The streets that Auerbach painted made critics suggest a genealogy stretching back through Bomberg to the artists of the Camden Town Group, who included Walter Sickert (who taught Bomberg) and Spencer Frederick Gore (fig. 2). Auerbach feels no strong alliance, however, and his predilection to paint this particular corner of London derives from a much more urgent need: “I haven’t painted [Mornington Crescent] to ally myself with some Camden Town Group, but simply because I feel London is this raw thing…This extraordinary, marvellously unpainted city… this higgledy-piggledy mess of a city”. (The artist cited in: Exhibition Catalogue, London, Royal Academy of Arts, Frank Auerbach, 2001, p. 100)
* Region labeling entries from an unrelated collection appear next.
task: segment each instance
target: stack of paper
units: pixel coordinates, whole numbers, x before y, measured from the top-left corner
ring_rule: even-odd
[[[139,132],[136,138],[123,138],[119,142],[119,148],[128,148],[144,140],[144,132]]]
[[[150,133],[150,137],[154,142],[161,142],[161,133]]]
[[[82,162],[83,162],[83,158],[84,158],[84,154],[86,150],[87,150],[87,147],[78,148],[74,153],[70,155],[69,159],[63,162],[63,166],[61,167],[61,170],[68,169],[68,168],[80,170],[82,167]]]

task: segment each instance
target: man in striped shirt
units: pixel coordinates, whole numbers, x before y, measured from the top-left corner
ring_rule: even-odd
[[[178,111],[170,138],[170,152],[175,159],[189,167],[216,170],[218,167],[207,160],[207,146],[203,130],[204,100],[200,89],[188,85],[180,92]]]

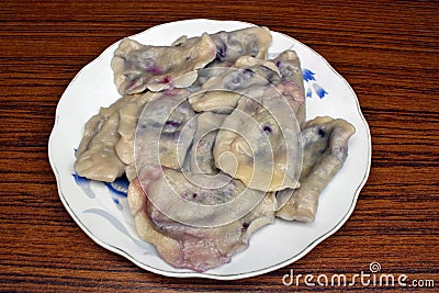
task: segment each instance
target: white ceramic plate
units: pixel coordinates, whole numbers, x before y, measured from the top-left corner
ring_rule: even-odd
[[[182,34],[195,36],[249,25],[236,21],[188,20],[158,25],[132,38],[143,44],[169,45]],[[75,176],[75,149],[81,140],[83,125],[100,106],[108,106],[120,98],[110,68],[117,46],[113,44],[87,65],[64,92],[48,146],[59,196],[91,239],[155,273],[233,280],[259,275],[292,263],[341,227],[352,213],[369,176],[371,138],[368,124],[348,82],[320,55],[292,37],[277,32],[272,35],[270,55],[292,48],[302,60],[307,120],[318,115],[342,117],[357,128],[349,142],[349,156],[344,168],[320,195],[315,222],[303,224],[278,219],[258,230],[248,249],[233,257],[230,263],[204,273],[175,269],[162,261],[154,247],[142,241],[134,230],[127,214],[125,182],[104,184]]]

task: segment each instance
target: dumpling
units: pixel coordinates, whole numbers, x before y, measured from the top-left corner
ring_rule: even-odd
[[[213,76],[189,97],[195,111],[229,113],[243,94],[256,88],[264,90],[270,83],[279,83],[281,77],[274,64],[254,57],[244,56],[233,67],[210,75],[214,68],[201,69],[200,75]],[[216,74],[216,72],[215,72]]]
[[[122,176],[125,164],[115,151],[121,136],[119,110],[134,102],[138,95],[125,95],[109,108],[101,108],[85,126],[83,137],[76,153],[75,170],[81,177],[112,182]]]
[[[241,56],[266,59],[272,37],[266,26],[251,26],[232,32],[210,34],[216,47],[215,61],[235,63]],[[199,37],[181,36],[172,45],[191,45]]]
[[[273,86],[257,89],[225,119],[213,149],[215,165],[251,189],[297,188],[299,132],[291,101]]]
[[[119,158],[125,165],[134,164],[134,137],[138,117],[144,105],[154,97],[154,92],[147,92],[139,95],[137,99],[127,101],[119,109],[120,123],[117,133],[121,139],[115,145],[115,150]]]
[[[295,115],[299,123],[302,124],[306,117],[306,103],[301,60],[294,50],[285,50],[271,61],[279,68],[282,83],[291,88],[296,88],[293,97],[293,100],[299,103]],[[292,91],[290,90],[290,92]]]
[[[158,92],[145,105],[136,128],[137,169],[145,165],[183,167],[196,128],[188,94],[187,89]]]
[[[318,195],[341,169],[348,156],[348,140],[354,127],[345,120],[316,117],[302,125],[303,168],[301,188],[281,191],[279,196],[292,193],[286,204],[277,212],[284,219],[314,221]]]
[[[192,203],[223,202],[233,198],[236,189],[229,185],[211,192],[204,189],[202,192],[188,181],[180,182],[183,180],[181,172],[170,169],[165,172],[166,174],[161,173],[160,167],[140,171],[139,179],[130,185],[128,203],[142,239],[153,244],[159,256],[176,268],[202,272],[227,263],[233,255],[248,246],[249,237],[255,230],[274,221],[273,193],[267,195],[260,193],[261,200],[250,213],[226,225],[200,227],[177,222],[150,202],[150,193],[164,192],[161,184],[166,180],[162,176],[171,180],[178,192],[185,192],[182,196]],[[184,206],[177,206],[176,212],[179,210],[185,212]],[[199,214],[203,213],[195,213],[192,216]]]
[[[222,172],[205,176],[145,166],[138,170],[138,178],[149,201],[161,213],[198,227],[232,223],[249,213],[266,194]]]
[[[204,112],[196,116],[196,131],[190,153],[190,171],[192,173],[215,174],[218,172],[212,150],[216,134],[225,117],[226,115],[212,112]]]
[[[149,46],[125,38],[114,52],[111,68],[121,94],[187,88],[196,70],[215,59],[216,46],[207,34],[175,46]]]

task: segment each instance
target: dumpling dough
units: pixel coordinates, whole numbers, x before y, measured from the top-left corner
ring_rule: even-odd
[[[297,188],[302,151],[291,102],[273,86],[257,91],[225,119],[213,149],[215,165],[251,189]]]
[[[216,227],[248,214],[264,192],[225,173],[207,177],[145,166],[138,178],[149,201],[168,217],[190,226]],[[151,174],[154,177],[151,177]]]
[[[76,153],[75,170],[79,176],[112,182],[124,173],[125,164],[115,151],[115,145],[121,137],[117,133],[119,110],[137,98],[138,95],[125,95],[109,108],[101,108],[99,114],[86,123],[83,137]]]
[[[295,87],[297,89],[293,100],[301,101],[295,115],[299,123],[302,124],[305,122],[306,117],[306,104],[301,60],[294,50],[285,50],[271,61],[279,68],[282,77],[282,83],[290,84],[290,87]]]
[[[125,38],[114,52],[111,68],[121,94],[187,88],[196,70],[216,56],[215,43],[207,34],[194,42],[175,46],[149,46]]]
[[[324,116],[305,122],[302,128],[304,149],[301,188],[292,193],[277,216],[312,222],[317,211],[318,195],[345,164],[348,140],[354,127],[345,120]],[[291,192],[284,190],[278,196]]]
[[[251,26],[232,32],[218,32],[210,35],[215,43],[215,61],[234,63],[241,56],[266,59],[271,44],[271,34],[266,26]],[[199,37],[181,36],[172,45],[191,45]]]
[[[196,131],[190,153],[190,171],[192,173],[215,174],[213,146],[216,134],[226,115],[204,112],[196,116]]]
[[[210,71],[215,75],[210,75]],[[255,88],[263,90],[270,83],[279,83],[281,77],[274,64],[244,56],[233,67],[218,71],[215,68],[201,69],[200,75],[213,76],[189,97],[195,111],[230,113],[243,94]]]
[[[146,165],[180,170],[196,128],[187,89],[158,92],[145,105],[136,128],[137,170]]]
[[[158,168],[153,168],[144,172],[139,180],[155,184],[155,181],[160,180],[159,173]],[[227,225],[203,228],[167,217],[150,203],[149,195],[144,191],[145,187],[142,189],[137,179],[130,185],[128,203],[138,235],[154,245],[158,255],[176,268],[203,272],[227,263],[232,256],[248,246],[254,232],[274,222],[273,193],[264,195],[246,216]],[[202,194],[195,199],[199,196]]]

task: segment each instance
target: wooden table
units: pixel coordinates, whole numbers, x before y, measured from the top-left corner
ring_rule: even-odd
[[[0,291],[403,290],[282,284],[291,269],[352,277],[372,261],[437,291],[439,2],[328,2],[2,0]],[[370,178],[344,227],[299,261],[239,281],[166,278],[98,246],[63,206],[47,158],[58,100],[86,64],[124,36],[195,18],[267,25],[314,48],[350,82],[372,134]]]

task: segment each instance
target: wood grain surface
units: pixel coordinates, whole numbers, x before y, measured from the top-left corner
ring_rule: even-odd
[[[267,25],[308,45],[352,86],[372,134],[349,221],[299,261],[238,281],[166,278],[98,246],[63,206],[47,157],[56,105],[86,64],[124,36],[195,18]],[[0,23],[0,291],[439,290],[438,1],[2,0]],[[352,277],[372,261],[435,288],[282,284],[291,269]]]

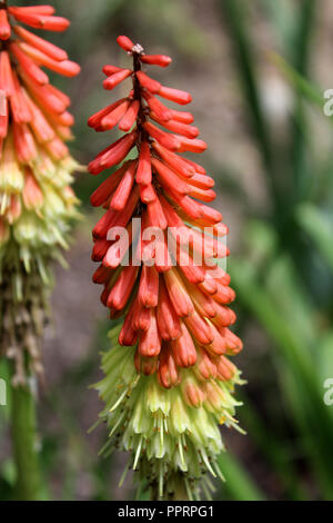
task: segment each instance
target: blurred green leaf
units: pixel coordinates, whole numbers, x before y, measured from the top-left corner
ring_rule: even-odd
[[[312,204],[296,209],[296,218],[333,272],[333,223]],[[331,218],[331,217],[330,217]]]

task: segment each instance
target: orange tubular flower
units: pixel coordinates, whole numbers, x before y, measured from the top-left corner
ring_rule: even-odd
[[[0,2],[0,341],[17,361],[17,381],[23,379],[22,351],[30,353],[30,369],[41,369],[37,347],[24,339],[21,349],[16,333],[33,339],[41,330],[44,303],[38,296],[51,279],[50,262],[59,257],[59,247],[67,246],[70,224],[78,218],[70,188],[78,165],[64,145],[73,124],[70,99],[50,83],[43,68],[72,77],[80,67],[30,30],[63,31],[68,26],[51,6]],[[30,304],[30,293],[40,310],[24,316],[22,334],[21,324],[14,328],[6,316],[16,317],[14,303]]]
[[[216,265],[229,254],[221,241],[228,228],[221,214],[205,205],[215,197],[213,179],[180,155],[206,148],[191,125],[193,116],[160,100],[188,105],[191,95],[164,87],[142,71],[143,65],[167,67],[171,58],[145,55],[123,36],[118,43],[132,56],[133,69],[104,66],[103,87],[111,90],[131,78],[132,88],[127,98],[88,121],[97,131],[118,126],[127,132],[89,165],[98,175],[124,160],[91,197],[93,206],[105,209],[93,229],[92,258],[100,263],[93,280],[103,285],[101,299],[111,318],[124,318],[118,348],[104,356],[107,377],[99,389],[110,425],[123,426],[122,445],[132,450],[140,477],[152,475],[160,496],[165,495],[164,482],[167,492],[181,483],[192,497],[203,467],[219,473],[215,455],[222,443],[216,422],[236,426],[231,393],[241,382],[228,357],[238,354],[242,343],[230,330],[234,292]],[[117,227],[125,228],[124,248]],[[132,363],[118,367],[115,375],[122,353]],[[125,385],[131,399],[119,393],[114,379],[121,391]],[[173,402],[179,408],[170,407]],[[131,416],[139,415],[138,409],[141,417],[134,422]],[[157,443],[153,431],[159,420],[164,436]]]

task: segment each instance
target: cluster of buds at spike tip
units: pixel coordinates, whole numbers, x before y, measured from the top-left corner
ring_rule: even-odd
[[[11,309],[7,286],[14,289],[13,299],[29,302],[29,308],[33,295],[27,295],[30,284],[26,279],[32,275],[34,282],[36,273],[44,284],[50,280],[49,262],[60,256],[70,225],[78,218],[77,198],[70,187],[78,165],[64,144],[71,139],[73,124],[68,111],[70,99],[50,83],[44,68],[73,77],[80,67],[68,59],[65,51],[34,33],[34,29],[63,31],[68,26],[69,20],[54,16],[51,6],[11,7],[7,1],[0,2],[0,275],[2,297],[6,295],[0,304],[2,319]],[[31,322],[32,335],[39,325],[32,318]],[[6,330],[6,320],[2,323],[1,330]],[[2,349],[8,345],[3,336]],[[14,341],[4,346],[10,357],[13,347]]]
[[[215,198],[213,179],[180,155],[206,148],[193,116],[161,101],[184,106],[190,93],[142,70],[167,67],[171,58],[145,55],[124,36],[118,43],[133,69],[104,66],[103,87],[131,79],[129,96],[88,120],[97,131],[125,132],[89,165],[92,175],[117,166],[91,196],[105,209],[93,228],[92,259],[100,263],[93,282],[103,285],[111,318],[123,318],[99,389],[113,443],[132,451],[142,481],[145,474],[150,485],[158,482],[165,496],[181,477],[186,495],[195,496],[203,468],[218,471],[218,423],[236,427],[231,393],[241,382],[228,356],[242,343],[230,329],[230,277],[218,265],[229,254],[221,243],[228,228],[205,205]]]

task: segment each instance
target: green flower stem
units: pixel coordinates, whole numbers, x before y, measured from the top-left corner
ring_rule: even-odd
[[[17,500],[40,500],[41,476],[37,452],[36,404],[28,386],[12,387],[11,426],[17,468]]]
As a consequence of Auerbach’s strict method, the landscape is built from a combination of feeling, experience and a passion rather than from a precise, single visual reality. This technique involves working and reworking the image, rubbing down the surface and starting again fresh to nurture a deliberate tension between analysis and expression; between the balance of objective depiction and expressive emotional realism. The finished version emerges weeks, often months, later, from an urgent crescendo of expressive brushwork in which each mark has a sense of chance exactitude and inexplicable correctness. In Camden Theatre in the Rain the marbled surface beneath the geography of thickly-trowelled, geometric brushstrokes records the archaeological echoes of previous paint layers from the furrowed landscape beneath.
As seen here, the personal expression in Auerbach’s landscapes frequently surpasses that found in his portraits. This, in part, is because of the greater element given over to memory and invention, and also because they allow him to work in total isolation. Unlike portraits, landscapes do not require a mutual relationship - they do not stare back, and are open to a different realm of invention. “I think my sitters would tell you that I’m fairly abandoned when they’re there, but there’s a further degree of abandon when I’m doing my landscapes because I’m absolutely on my own” (The artist cited in: Robert Hughes, Frank Auerbach, London 1990, p. 170) Furthermore, because the colours they contain are those of the environment outside, painting landscapes also gives him the chance to liberate his palette from the oppressive light of his dark and cluttered studio in which they are painted. They give voice to his colourist tendencies and encourage a more creative union between colour, emotion and form.